31 Mayıs 2011 Salı

 Armenia to release political prisoners

Thursday, May 26, 2011

VERCİHAN ZİFLİOĞLU

ISTANBUL – Hürriyet Daily News

Armenia’s parliament approved an amnesty Thursday to free hundreds of inmates, including 15 political activists jailed for their involvement in post-election violence in 2008, fulfilling a key opposition demand.

Lawmakers in parliament voted in favor of the plan to release nearly 400 inmates in an amnesty marking 20 years since Armenia gained independence in the breakup of the Soviet Union.

“Freedom is a human being’s greatest merit. They managed to imprison my body for three years but not my thoughts and feelings. Those who imprison innocent people are in no position to pardon us. Rather, they are the ones who need our pardoning. As a human being, I feel proud of my moral stance,” Sarkis Hazspanyan, one of the prisoners who may be released, told the Hürriyet Daily News & Economic Review via email.

Hazspanyan, a French citizen, was arrested after he claimed certain people might be plotting against the current Armenian President Serge Sarkisyan to assassinate him, during an interview he had given to Nikol Pashinyan, the editor-in-chief of Armenian Times, or Haygagan Jamanag, in November 2008. The political views expressed in Haygagan Jamanag are known to be more closely aligned with those of the country’s first president Levon Ter-Petrosyan.

Pashinyan is also among the 15 prisoners who will be released as a result of the proposed amnesty. Pashinyan has fiercely criticized Sarkisian as well as former President Robert Kocharyan in his newspaper articles in the past and had a leading role in protest marches.

Sarkisian and the parliament were forced to discuss the amnesty because of the political and economic pressure applied on them by the United States and the European Union, although recent uprisings in the Middle East also added a factor of intimidation for Sarkisyan’s government, Hazspanyan said.
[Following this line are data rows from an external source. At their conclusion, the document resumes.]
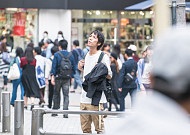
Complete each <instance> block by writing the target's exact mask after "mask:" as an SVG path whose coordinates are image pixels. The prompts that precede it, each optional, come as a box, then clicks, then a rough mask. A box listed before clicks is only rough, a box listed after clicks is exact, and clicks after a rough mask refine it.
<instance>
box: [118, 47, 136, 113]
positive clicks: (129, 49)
mask: <svg viewBox="0 0 190 135" xmlns="http://www.w3.org/2000/svg"><path fill="white" fill-rule="evenodd" d="M132 53H133V51H132V50H130V49H126V50H125V57H126V58H127V61H125V62H124V63H123V65H122V69H121V71H120V74H119V80H118V87H119V88H118V90H119V91H120V98H119V101H120V111H125V97H126V96H127V94H128V93H130V96H131V103H132V102H133V95H132V94H133V92H134V91H135V89H136V88H137V85H136V83H135V80H136V72H137V62H136V61H135V60H134V59H133V57H132ZM127 73H129V74H130V75H131V76H133V79H132V80H131V81H130V82H127V81H126V79H125V77H126V75H127Z"/></svg>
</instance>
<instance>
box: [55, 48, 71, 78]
mask: <svg viewBox="0 0 190 135" xmlns="http://www.w3.org/2000/svg"><path fill="white" fill-rule="evenodd" d="M58 54H59V55H60V56H61V63H60V65H59V73H58V78H59V79H70V78H71V74H72V65H71V61H70V59H69V58H70V57H71V55H72V53H69V54H68V55H67V56H64V55H63V54H62V53H61V52H60V51H59V52H58Z"/></svg>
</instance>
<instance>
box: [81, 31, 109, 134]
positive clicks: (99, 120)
mask: <svg viewBox="0 0 190 135" xmlns="http://www.w3.org/2000/svg"><path fill="white" fill-rule="evenodd" d="M103 43H104V35H103V34H102V33H101V32H100V31H99V30H94V31H92V32H91V33H90V36H89V38H88V46H89V47H90V50H89V52H88V53H87V54H86V56H85V59H84V60H81V61H79V64H78V69H79V70H81V71H84V73H83V80H84V78H85V77H87V75H89V74H91V73H92V72H91V71H92V69H93V68H94V67H95V66H96V65H98V64H97V62H98V59H99V58H101V56H102V54H104V53H102V51H100V48H101V47H102V45H103ZM101 59H102V60H101V63H103V66H104V68H106V70H107V75H106V76H107V78H108V79H111V76H112V72H111V69H110V63H109V57H108V56H107V55H103V58H101ZM83 67H84V69H83ZM104 68H103V69H104ZM99 71H101V72H97V73H103V70H99ZM97 75H98V74H97ZM99 75H101V74H99ZM106 76H105V78H100V80H101V83H100V84H98V85H100V86H101V85H102V84H103V85H106ZM102 79H103V80H102ZM89 83H90V82H89ZM98 85H95V86H94V87H95V88H96V87H97V86H98ZM89 89H90V88H89ZM105 89H106V88H105ZM90 90H93V89H90ZM101 90H103V89H101ZM101 90H100V91H101ZM88 92H90V91H88ZM88 92H86V91H84V86H83V89H82V94H81V100H80V109H81V110H88V111H101V110H102V111H103V103H106V102H107V100H106V97H105V94H104V91H102V92H101V93H102V94H101V95H97V96H98V97H99V98H98V100H99V102H95V101H96V100H92V98H89V96H88V97H87V93H88ZM80 120H81V128H82V131H83V133H92V131H91V123H92V122H93V123H94V126H95V131H96V132H97V133H98V134H99V133H102V132H103V129H104V123H103V118H99V116H98V115H88V114H85V115H84V114H81V115H80ZM100 121H101V122H100ZM100 125H101V126H100Z"/></svg>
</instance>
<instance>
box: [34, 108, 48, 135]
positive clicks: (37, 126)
mask: <svg viewBox="0 0 190 135" xmlns="http://www.w3.org/2000/svg"><path fill="white" fill-rule="evenodd" d="M44 113H45V111H44V109H42V108H34V109H33V110H32V131H31V133H32V134H31V135H41V134H40V131H39V130H40V129H43V114H44Z"/></svg>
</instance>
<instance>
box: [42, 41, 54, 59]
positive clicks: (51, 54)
mask: <svg viewBox="0 0 190 135" xmlns="http://www.w3.org/2000/svg"><path fill="white" fill-rule="evenodd" d="M44 45H45V48H46V58H47V59H49V58H50V57H51V56H52V54H51V48H52V47H53V46H54V44H53V43H51V41H50V40H49V39H47V40H44Z"/></svg>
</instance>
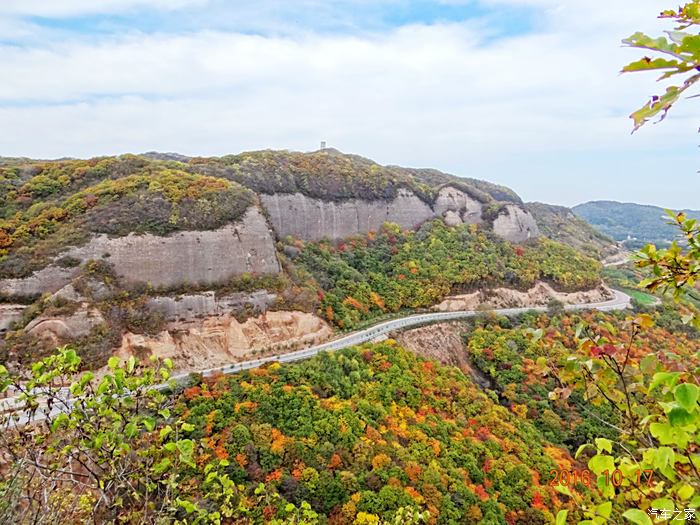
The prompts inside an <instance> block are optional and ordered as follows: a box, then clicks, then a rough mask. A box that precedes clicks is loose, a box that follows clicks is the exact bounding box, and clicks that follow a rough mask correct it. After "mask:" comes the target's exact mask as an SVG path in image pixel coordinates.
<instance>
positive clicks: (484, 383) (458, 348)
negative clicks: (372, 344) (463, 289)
mask: <svg viewBox="0 0 700 525" xmlns="http://www.w3.org/2000/svg"><path fill="white" fill-rule="evenodd" d="M463 332H464V328H463V326H462V324H461V323H459V322H450V323H439V324H433V325H429V326H422V327H420V328H414V329H412V330H406V331H404V332H401V333H400V334H398V335H397V336H396V340H397V341H398V342H399V343H400V344H401V346H403V347H404V348H406V349H407V350H410V351H411V352H413V353H414V354H417V355H420V356H423V357H426V358H428V359H435V360H436V361H439V362H440V363H442V364H443V365H452V366H456V367H457V368H459V369H460V370H462V372H464V373H465V374H468V375H470V376H471V377H472V379H473V380H474V382H475V383H476V384H478V385H479V386H481V387H482V388H489V387H491V384H490V382H489V380H488V378H487V377H485V376H484V374H483V373H482V372H481V371H480V370H479V369H478V368H476V367H474V366H472V364H471V363H470V362H469V358H468V356H467V351H466V349H465V348H464V341H463V339H462V333H463Z"/></svg>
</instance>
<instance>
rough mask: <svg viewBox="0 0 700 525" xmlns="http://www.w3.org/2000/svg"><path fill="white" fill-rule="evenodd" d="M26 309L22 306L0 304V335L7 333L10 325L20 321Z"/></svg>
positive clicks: (11, 326)
mask: <svg viewBox="0 0 700 525" xmlns="http://www.w3.org/2000/svg"><path fill="white" fill-rule="evenodd" d="M26 309H27V307H26V306H24V305H22V304H0V334H3V333H5V332H7V331H8V330H9V329H10V328H12V325H13V324H14V323H16V322H17V321H19V320H20V319H22V313H23V312H24V310H26Z"/></svg>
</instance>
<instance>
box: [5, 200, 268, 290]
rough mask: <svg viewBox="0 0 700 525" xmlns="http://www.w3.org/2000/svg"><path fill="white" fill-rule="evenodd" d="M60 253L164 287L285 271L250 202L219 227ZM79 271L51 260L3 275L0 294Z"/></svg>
mask: <svg viewBox="0 0 700 525" xmlns="http://www.w3.org/2000/svg"><path fill="white" fill-rule="evenodd" d="M60 257H70V258H74V259H77V260H79V261H81V264H84V263H85V262H86V261H88V260H90V259H104V260H107V261H109V263H110V264H112V265H113V267H114V269H115V271H116V272H117V275H118V277H119V279H120V281H121V282H123V283H125V284H135V283H147V282H148V283H151V284H152V285H153V286H163V287H172V286H178V285H182V284H185V283H200V284H215V283H219V282H222V281H225V280H227V279H230V278H231V277H233V276H236V275H241V274H243V273H246V272H256V273H258V274H266V273H278V272H279V271H280V266H279V263H278V261H277V255H276V251H275V245H274V241H273V238H272V234H271V232H270V230H269V228H268V225H267V222H266V220H265V218H264V217H263V215H262V213H261V212H260V210H259V209H258V208H257V207H251V208H249V209H248V211H247V212H246V213H245V215H244V216H243V218H242V219H241V220H240V221H238V222H236V223H234V224H228V225H226V226H224V227H222V228H219V229H218V230H211V231H183V232H178V233H175V234H172V235H169V236H167V237H159V236H156V235H151V234H146V235H135V234H130V235H128V236H126V237H119V238H110V237H108V236H106V235H100V236H97V237H94V238H93V239H92V240H91V241H90V242H89V243H88V244H86V245H84V246H81V247H78V248H72V249H70V250H68V251H67V252H65V253H63V254H61V255H60ZM78 271H79V268H73V269H65V268H59V267H57V266H53V265H52V266H49V267H47V268H45V269H43V270H41V271H39V272H36V273H34V274H33V275H31V276H30V277H27V278H25V279H4V280H1V281H0V294H5V295H9V296H13V295H15V296H31V295H36V294H40V293H44V292H55V291H57V290H59V289H60V288H62V287H64V286H65V285H66V284H68V283H69V282H70V280H71V279H72V278H73V277H74V276H75V275H76V274H77V273H78Z"/></svg>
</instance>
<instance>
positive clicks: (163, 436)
mask: <svg viewBox="0 0 700 525" xmlns="http://www.w3.org/2000/svg"><path fill="white" fill-rule="evenodd" d="M172 431H173V427H171V426H170V425H167V426H165V427H163V428H161V429H160V439H161V441H162V440H164V439H165V438H166V437H168V435H169V434H170V433H171V432H172Z"/></svg>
“Sarkisian is not freeing the prisoners by his own personal will. The struggle of Armenia’s people has finally born fruit. The people who have been striving for this decision must be congratulated,” Nikol Pashinyan’s wife, Anna Hagopyan-Pashinyan, told the Daily News by email. Pashinyan is currently serving his jail sentence in Artig Prison, although his case has already been brought before the European Court of Human Rights.
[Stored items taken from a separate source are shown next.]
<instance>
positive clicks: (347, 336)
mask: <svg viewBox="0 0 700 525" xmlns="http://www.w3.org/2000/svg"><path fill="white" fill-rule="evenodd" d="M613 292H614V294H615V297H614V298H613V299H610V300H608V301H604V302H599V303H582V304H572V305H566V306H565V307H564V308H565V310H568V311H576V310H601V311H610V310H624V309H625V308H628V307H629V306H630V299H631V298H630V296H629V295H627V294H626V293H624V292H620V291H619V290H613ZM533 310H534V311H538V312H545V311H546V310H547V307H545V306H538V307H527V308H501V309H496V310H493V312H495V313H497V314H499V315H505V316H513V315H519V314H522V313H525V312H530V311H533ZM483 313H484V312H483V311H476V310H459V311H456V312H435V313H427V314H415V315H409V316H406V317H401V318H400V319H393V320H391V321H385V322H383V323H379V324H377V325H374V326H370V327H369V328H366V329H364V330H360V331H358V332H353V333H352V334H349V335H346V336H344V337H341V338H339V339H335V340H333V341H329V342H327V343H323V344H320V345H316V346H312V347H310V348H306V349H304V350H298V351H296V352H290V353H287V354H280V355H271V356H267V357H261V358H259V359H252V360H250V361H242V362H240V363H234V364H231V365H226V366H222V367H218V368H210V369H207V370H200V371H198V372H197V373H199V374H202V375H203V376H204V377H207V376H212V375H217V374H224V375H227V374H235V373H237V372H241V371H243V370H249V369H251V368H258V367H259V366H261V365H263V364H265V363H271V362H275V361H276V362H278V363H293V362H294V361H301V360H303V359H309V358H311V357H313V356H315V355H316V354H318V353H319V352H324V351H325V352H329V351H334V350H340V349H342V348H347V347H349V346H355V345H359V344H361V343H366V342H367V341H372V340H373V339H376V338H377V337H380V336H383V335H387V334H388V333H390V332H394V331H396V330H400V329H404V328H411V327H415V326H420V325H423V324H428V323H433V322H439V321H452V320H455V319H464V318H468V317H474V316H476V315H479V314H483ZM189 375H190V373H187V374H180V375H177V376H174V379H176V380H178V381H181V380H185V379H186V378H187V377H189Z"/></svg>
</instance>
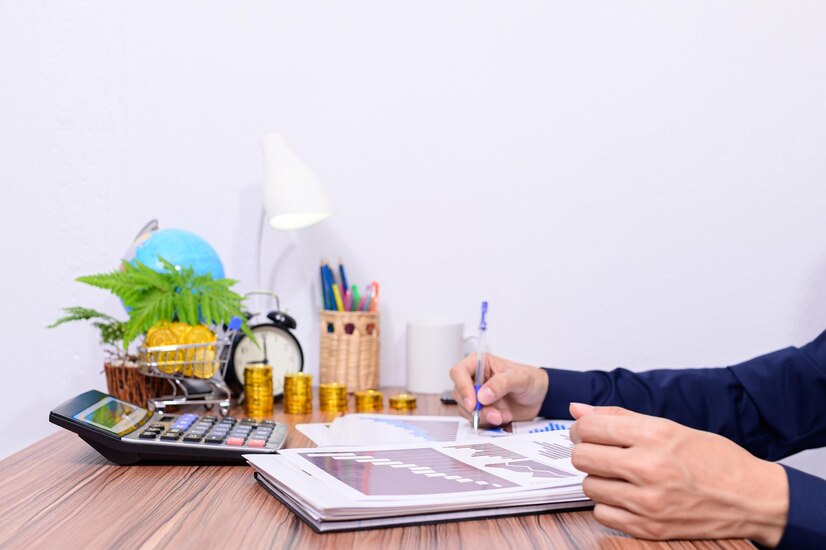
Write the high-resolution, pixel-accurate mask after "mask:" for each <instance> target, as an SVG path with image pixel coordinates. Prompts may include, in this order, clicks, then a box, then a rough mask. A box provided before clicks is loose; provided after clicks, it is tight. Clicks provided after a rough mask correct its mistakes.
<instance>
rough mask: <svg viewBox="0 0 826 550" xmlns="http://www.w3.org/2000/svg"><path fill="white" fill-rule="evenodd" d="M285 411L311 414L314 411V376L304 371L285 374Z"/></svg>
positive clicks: (284, 401) (286, 411)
One deputy from Sarkisian’s ‘Hanrabedagan Gusagzsutyun’ (Republican Party), Sasun Mikayelyan, is also among the prisoners awaiting amnesty. The prisoners are expected to be released by the end of May, if parliament approves.
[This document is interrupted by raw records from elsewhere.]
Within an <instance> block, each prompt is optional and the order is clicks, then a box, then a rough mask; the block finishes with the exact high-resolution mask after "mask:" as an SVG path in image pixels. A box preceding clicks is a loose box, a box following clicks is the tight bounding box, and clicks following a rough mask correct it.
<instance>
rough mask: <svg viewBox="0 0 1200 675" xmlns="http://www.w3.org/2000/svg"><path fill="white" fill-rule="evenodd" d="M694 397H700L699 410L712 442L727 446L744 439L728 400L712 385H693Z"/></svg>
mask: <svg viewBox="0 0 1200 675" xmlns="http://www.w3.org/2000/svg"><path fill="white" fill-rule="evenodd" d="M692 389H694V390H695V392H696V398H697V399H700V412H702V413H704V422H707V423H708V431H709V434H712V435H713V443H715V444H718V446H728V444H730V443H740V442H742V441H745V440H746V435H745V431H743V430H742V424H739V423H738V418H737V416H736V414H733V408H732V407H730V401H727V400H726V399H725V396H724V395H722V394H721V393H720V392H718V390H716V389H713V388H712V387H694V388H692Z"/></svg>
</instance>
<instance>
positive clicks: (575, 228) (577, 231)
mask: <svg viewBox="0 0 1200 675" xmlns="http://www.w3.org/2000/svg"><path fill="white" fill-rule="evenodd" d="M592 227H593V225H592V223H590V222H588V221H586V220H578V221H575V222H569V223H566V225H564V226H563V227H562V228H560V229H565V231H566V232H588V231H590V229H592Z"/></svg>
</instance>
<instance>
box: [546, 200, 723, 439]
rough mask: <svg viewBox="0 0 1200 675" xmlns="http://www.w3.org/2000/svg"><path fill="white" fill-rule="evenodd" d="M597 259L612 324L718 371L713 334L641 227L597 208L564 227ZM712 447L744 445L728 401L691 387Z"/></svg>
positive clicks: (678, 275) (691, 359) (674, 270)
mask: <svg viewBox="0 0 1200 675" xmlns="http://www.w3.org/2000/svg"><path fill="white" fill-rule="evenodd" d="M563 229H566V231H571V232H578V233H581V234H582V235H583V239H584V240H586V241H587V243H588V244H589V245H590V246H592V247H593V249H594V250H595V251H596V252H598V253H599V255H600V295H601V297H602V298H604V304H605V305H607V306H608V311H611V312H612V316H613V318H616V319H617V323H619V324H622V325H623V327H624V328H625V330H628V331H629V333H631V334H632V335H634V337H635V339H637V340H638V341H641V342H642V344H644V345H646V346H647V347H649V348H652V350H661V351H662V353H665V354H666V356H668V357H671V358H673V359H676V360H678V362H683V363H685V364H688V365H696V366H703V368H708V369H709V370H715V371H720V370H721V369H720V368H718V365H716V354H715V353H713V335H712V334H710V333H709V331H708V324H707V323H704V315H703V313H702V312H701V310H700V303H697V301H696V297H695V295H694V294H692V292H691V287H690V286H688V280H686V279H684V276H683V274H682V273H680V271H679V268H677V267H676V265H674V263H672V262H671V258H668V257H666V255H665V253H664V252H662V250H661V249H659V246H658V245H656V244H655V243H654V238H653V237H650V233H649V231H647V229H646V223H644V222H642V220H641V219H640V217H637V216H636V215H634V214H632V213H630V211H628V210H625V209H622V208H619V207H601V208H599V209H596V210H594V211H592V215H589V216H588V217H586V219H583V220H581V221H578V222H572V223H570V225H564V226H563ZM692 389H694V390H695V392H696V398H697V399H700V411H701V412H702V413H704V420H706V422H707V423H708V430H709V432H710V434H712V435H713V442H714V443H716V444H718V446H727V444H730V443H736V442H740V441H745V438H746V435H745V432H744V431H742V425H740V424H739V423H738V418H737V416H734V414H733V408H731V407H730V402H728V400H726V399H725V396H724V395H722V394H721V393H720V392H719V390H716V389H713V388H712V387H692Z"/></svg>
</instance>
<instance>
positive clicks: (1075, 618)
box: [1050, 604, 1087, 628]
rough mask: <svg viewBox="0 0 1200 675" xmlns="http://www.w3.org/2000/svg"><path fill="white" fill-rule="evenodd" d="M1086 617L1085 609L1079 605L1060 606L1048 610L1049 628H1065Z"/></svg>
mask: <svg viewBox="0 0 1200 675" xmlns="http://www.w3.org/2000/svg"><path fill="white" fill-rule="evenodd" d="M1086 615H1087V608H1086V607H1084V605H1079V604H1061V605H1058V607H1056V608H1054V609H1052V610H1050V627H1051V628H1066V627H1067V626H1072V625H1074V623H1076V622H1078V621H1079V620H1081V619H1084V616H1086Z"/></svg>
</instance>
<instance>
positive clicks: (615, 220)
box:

“I bear the weight on my shoulders of being considered as the ‘other’ in my own home by my own people,” said Hazspanyan. To continue living in Armenia would require Hazspanyan to engage in an uphill battle because his passport had been seized and his residency rights were formally revoked, he said, adding that the directives issued by Armenia’s second president, Koçaryan, on March 10, 2008, were also still valid.

“I will kneel and remember the 10 youngsters who lost their lives in Freedom Square on March 1 the first day I am free,” said Hazspanyan whose release the government of France had also tried to secure from Armenia, without success.

It was impossible to imagine the difficulties their family went through, according to Hagopyan-Pashinyan. Her children know their father was a political prisoner, but the whole family had to put up with all the hardship together, she said, adding that she had to face enormous challenges for three years not just as a woman or a wife but also as a mother.

Despite his criticism of Sarkisian’s government, Hagopyan-Pashinyan also expressed hope for Armenia’s future and added that her people no longer bow down before illegitimately constituted governments. The people of Armenia were becoming increasingly more vocal in asserting their rights, said Hagopyan-Pashinyan.